India@75: A nation in the making

Investing in good times

At a time when markets are high it makes sense to be careful now than regret later

Published: Jan 27, 2015 06:00:00 AM IST
Updated: Jan 27, 2015 08:36:08 AM IST

Master investor Nemish Shah, co-founder and, currently, director of Enam Holdings, is a man of few words. So when he says this is among the best markets situations that he has seen in his investing career, it is a measured assessment of sentiment. And that, in turn, is rooted in facts. Oil prices are down to $45 a barrel: This, he says, will reduce the import bill, thus positively impacting India’s current account deficit. Bond yields are already factoring in interest rate cuts and, over the last year, the equity market is up by 30 percent. For the sceptics, the message seems to be: Underestimating India’s growth potential is incorrect when the global economy and the domestic market indicate buoyancy. Shah’s optimism, however, is balanced by the caution displayed by the various fund managers we interviewed.

The smart investor is always prepared.

Take S Naren, chief investment officer at ICICI Prudential Mutual Fund, who even uses a checklist to guide his team through extreme times. These could be bull or bear markets. Counter-intuitively, one of his rules is to be more careful—or take less risks—in a bull market scenario. We have him in conversation with Atul Gawande, the prominent US-based surgeon who has written the book, The Checklist Manifesto, discussing the idea of creating a checklist for industries that deal with complexities on a regular basis.

Meanwhile, Prashant Jain, one of the biggest investment managers in the country, has a different challenge—that of the bigger numbers. His HDFC Top 200 Fund, with around Rs 14,000 crore AUM, has managed to clock record returns after a period of flat growth. Jain is not intimidated by ticket sizes and has faith in Indian equities as an asset class that will produce the best long term returns. Take equity seriously, he tells investors, when considering asset allocation.

That, perhaps, has been the common theme for this special package, as the advice and analyses that follow will show you.
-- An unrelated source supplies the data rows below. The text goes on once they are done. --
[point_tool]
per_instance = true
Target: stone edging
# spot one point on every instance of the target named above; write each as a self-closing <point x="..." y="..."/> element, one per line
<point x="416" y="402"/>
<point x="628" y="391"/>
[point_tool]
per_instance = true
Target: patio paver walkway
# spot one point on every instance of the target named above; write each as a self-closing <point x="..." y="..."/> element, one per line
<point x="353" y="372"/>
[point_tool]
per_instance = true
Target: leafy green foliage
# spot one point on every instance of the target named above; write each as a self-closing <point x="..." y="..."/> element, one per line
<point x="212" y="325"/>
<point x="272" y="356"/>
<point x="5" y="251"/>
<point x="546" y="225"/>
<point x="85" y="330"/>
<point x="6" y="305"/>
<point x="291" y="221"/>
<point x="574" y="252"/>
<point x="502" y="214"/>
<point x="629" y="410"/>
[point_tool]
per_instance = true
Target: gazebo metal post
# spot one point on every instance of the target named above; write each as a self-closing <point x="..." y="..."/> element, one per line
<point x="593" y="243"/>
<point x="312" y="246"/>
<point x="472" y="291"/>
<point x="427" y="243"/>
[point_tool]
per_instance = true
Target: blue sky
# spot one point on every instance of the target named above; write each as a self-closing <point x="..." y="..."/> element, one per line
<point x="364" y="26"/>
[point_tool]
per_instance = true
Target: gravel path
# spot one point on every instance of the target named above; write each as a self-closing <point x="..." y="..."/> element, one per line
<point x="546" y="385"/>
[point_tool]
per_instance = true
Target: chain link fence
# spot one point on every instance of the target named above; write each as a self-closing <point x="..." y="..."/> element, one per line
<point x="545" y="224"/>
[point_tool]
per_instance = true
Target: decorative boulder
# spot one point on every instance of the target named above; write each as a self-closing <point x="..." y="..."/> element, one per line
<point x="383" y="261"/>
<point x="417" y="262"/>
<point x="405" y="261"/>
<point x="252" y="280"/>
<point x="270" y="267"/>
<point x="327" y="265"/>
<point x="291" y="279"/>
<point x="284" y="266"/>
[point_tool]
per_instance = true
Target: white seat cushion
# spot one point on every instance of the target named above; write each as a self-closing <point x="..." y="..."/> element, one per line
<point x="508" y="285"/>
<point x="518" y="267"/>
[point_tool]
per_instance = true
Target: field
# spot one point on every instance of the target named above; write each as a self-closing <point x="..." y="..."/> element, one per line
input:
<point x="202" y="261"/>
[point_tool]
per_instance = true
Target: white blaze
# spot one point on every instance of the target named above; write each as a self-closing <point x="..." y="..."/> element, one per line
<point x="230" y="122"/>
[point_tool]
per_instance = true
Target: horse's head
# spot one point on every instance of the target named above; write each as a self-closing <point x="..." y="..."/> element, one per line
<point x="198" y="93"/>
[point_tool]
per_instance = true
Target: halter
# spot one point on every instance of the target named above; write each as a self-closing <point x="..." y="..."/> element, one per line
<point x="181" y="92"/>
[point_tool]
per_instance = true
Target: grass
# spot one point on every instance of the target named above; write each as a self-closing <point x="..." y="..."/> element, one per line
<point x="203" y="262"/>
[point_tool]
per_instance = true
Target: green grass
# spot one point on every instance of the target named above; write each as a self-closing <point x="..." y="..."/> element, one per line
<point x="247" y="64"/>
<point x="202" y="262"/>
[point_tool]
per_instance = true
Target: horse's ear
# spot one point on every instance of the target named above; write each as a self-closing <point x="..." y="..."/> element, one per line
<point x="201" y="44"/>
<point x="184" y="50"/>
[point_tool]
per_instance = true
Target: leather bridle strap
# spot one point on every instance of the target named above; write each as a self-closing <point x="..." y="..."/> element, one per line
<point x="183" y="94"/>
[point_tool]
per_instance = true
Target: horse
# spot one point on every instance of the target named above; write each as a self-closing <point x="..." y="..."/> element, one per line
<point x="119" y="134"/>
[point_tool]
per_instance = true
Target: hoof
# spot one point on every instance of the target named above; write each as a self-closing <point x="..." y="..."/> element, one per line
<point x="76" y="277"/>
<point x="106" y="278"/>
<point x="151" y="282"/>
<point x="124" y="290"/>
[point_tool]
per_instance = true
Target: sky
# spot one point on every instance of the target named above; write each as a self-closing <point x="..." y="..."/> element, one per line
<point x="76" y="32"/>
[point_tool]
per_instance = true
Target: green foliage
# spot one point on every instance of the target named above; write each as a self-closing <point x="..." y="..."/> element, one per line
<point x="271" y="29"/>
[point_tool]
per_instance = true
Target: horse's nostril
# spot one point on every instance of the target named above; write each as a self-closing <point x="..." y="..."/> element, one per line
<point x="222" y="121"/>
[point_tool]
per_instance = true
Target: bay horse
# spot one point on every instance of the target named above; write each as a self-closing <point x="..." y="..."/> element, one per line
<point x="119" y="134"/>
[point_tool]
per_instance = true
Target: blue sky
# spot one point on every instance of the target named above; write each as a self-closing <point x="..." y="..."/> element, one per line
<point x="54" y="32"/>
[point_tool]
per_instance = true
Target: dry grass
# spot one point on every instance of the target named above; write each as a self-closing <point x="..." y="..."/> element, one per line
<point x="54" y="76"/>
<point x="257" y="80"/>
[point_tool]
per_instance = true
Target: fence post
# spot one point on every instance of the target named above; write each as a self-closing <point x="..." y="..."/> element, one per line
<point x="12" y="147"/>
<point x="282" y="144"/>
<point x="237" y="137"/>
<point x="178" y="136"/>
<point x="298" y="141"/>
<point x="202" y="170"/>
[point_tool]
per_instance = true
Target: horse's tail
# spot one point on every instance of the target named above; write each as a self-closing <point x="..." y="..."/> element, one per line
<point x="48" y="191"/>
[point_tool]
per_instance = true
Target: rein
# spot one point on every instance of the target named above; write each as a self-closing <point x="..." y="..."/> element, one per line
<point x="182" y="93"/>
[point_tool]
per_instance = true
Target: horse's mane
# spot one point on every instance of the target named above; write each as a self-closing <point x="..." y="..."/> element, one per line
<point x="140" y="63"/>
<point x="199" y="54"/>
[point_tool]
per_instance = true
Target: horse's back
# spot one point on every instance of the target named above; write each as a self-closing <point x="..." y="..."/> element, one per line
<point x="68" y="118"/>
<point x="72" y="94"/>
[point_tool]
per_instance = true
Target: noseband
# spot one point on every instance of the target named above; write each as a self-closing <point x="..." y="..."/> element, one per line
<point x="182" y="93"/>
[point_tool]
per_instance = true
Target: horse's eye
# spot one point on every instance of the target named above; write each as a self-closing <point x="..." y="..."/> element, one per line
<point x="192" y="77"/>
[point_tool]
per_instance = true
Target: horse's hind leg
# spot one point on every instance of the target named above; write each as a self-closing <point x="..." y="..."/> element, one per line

To quote pioneering investor Sir John Templeton (of Templeton Mutual Funds) from Tony Robbins’s Money; Master The Game: 7 Simple Steps To Financial Freedom, the seminal book on personal finance: “Bear markets start on the time of pessimism. They rise on the time of scepticism. They mature on the time of optimism and they end on the time of euphoria!”

It is safe to say, we are just stepping away from scepticism, but we are still far away from euphoria.